From mboxrd@z Thu Jan  1 00:00:00 1970
Return-Path: <linux-kernel-owner@vger.kernel.org>
Received: (majordomo@vger.kernel.org) by vger.kernel.org via listexpand
        id S1751914AbdLNLyT (ORCPT <rfc822;w@1wt.eu>);
        Thu, 14 Dec 2017 06:54:19 -0500
Received: from Galois.linutronix.de ([146.0.238.70]:37249 "EHLO
        Galois.linutronix.de" rhost-flags-OK-OK-OK-OK) by vger.kernel.org
        with ESMTP id S1751538AbdLNLyR (ORCPT
        <rfc822;linux-kernel@vger.kernel.org>);
        Thu, 14 Dec 2017 06:54:17 -0500
Date: Thu, 14 Dec 2017 12:54:05 +0100 (CET)
From: Thomas Gleixner <tglx@linutronix.de>
To: Linus Torvalds <torvalds@linux-foundation.org>
cc: Bjorn Helgaas <helgaas@kernel.org>,
        Maarten Lankhorst <dev@mblankhorst.nl>,
        Michal Hocko <mhocko@kernel.org>,
        "Rafael J. Wysocki" <rjw@rjwysocki.net>,
        Andy Lutomirski <luto@kernel.org>,
        Linux Kernel Mailing List <linux-kernel@vger.kernel.org>,
        the arch/x86 maintainers <x86@kernel.org>,
        Daniel Vetter <daniel.vetter@intel.com>,
        Bjorn Helgaas <bhelgaas@google.com>,
        "Rafael J. Wysocki" <rafael.j.wysocki@intel.com>,
        linux-pci@vger.kernel.org, linux-pm@vger.kernel.org
Subject: Re: Linux 4.15-rc2: Regression in resume from ACPI S3
In-Reply-To: <alpine.DEB.2.20.1712132201380.1885@nanos>
Message-ID: <alpine.DEB.2.20.1712132211570.1885@nanos>
References: <168050887.sZlTFXWCmO@aspire.rjw.lan> <CA+55aFwsMuHUBQz5kDNwRf17JnasXMWjvmLq5qXGH-694yeq1w@mail.gmail.com> <20171206121452.GA6320@dhcp22.suse.cz> <db81e89d-eee6-868c-dc10-c028f4c4be84@mblankhorst.nl> <alpine.DEB.2.20.1712061344560.1724@nanos>
 <0f1d3d63-fa10-5cef-8014-81753dc60243@mblankhorst.nl> <alpine.DEB.2.20.1712061514420.1724@nanos> <57c8679e-1b88-c9ad-2299-2bea7560b28f@mblankhorst.nl> <alpine.DEB.2.20.1712081129450.1840@nanos> <alpine.DEB.2.20.1712131507160.1885@nanos>
 <20171213162336.GG53955@bhelgaas-glaptop.roam.corp.google.com> <alpine.DEB.2.20.1712131738020.1885@nanos> <CA+55aFw-SZLey5FaQfSLSbDU1sYhoGDrWoOngswkHMFfHW3O6w@mail.gmail.com> <alpine.DEB.2.20.1712131856130.1885@nanos> <alpine.DEB.2.20.1712132149420.1885@nanos>
 <alpine.DEB.2.20.1712132201380.1885@nanos>
User-Agent: Alpine 2.20 (DEB 67 2015-01-07)
MIME-Version: 1.0
Content-Type: text/plain; charset=US-ASCII
Sender: linux-kernel-owner@vger.kernel.org
List-ID: <linux-kernel.vger.kernel.org>
X-Mailing-List: linux-kernel@vger.kernel.org

On Wed, 13 Dec 2017, Thomas Gleixner wrote:
> On Wed, 13 Dec 2017, Thomas Gleixner wrote:
> > On Wed, 13 Dec 2017, Thomas Gleixner wrote:
> > > On Wed, 13 Dec 2017, Linus Torvalds wrote:
> > > 
> > > > On Wed, Dec 13, 2017 at 8:41 AM, Thomas Gleixner <tglx@linutronix.de> wrote:
> > > > >
> > > > > Definitely.

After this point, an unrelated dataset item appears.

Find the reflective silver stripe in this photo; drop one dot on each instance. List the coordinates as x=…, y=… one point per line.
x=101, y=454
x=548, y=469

That was fragile forever but puzzles me is that I can't figure
> > > > > out what now causes that spurious interrupt to surface out of the blue.
> > > > 
> > > > Perhaps just timing?
> > > 
> > > That's what I'm trying to figure out right now, because that is the only
> > > sensible explanation left. The whole machinery of suspend is exactly the
> > > same with and without the vector changes. I instrumented all functions
> > > involved and the picture is the same. I even do not see any fundamental
> > > timing differences where one would say: That's it.
> > > 
> > > What puzzles me even more is that in the range of commits I'm fiddling with
> > > there is no other change than the vector management stuff and the point
> > > where it breaks makes no sense at all. The point Maarten bisected it to
> > > works nicely here, so that might just point to a very subtle timing issue.
> > 
> > After doing more debugging on this it turns out that this looks like a
> > legacy interrupt coming in. The vector number is always 55, which is legacy
> > IRQ 7 as seen from the PIC. The corresponding IOAPIC interrupt pin is
> > masked and vector 55 is completely unused.
> > 
> > More questions than answers. Still investigating.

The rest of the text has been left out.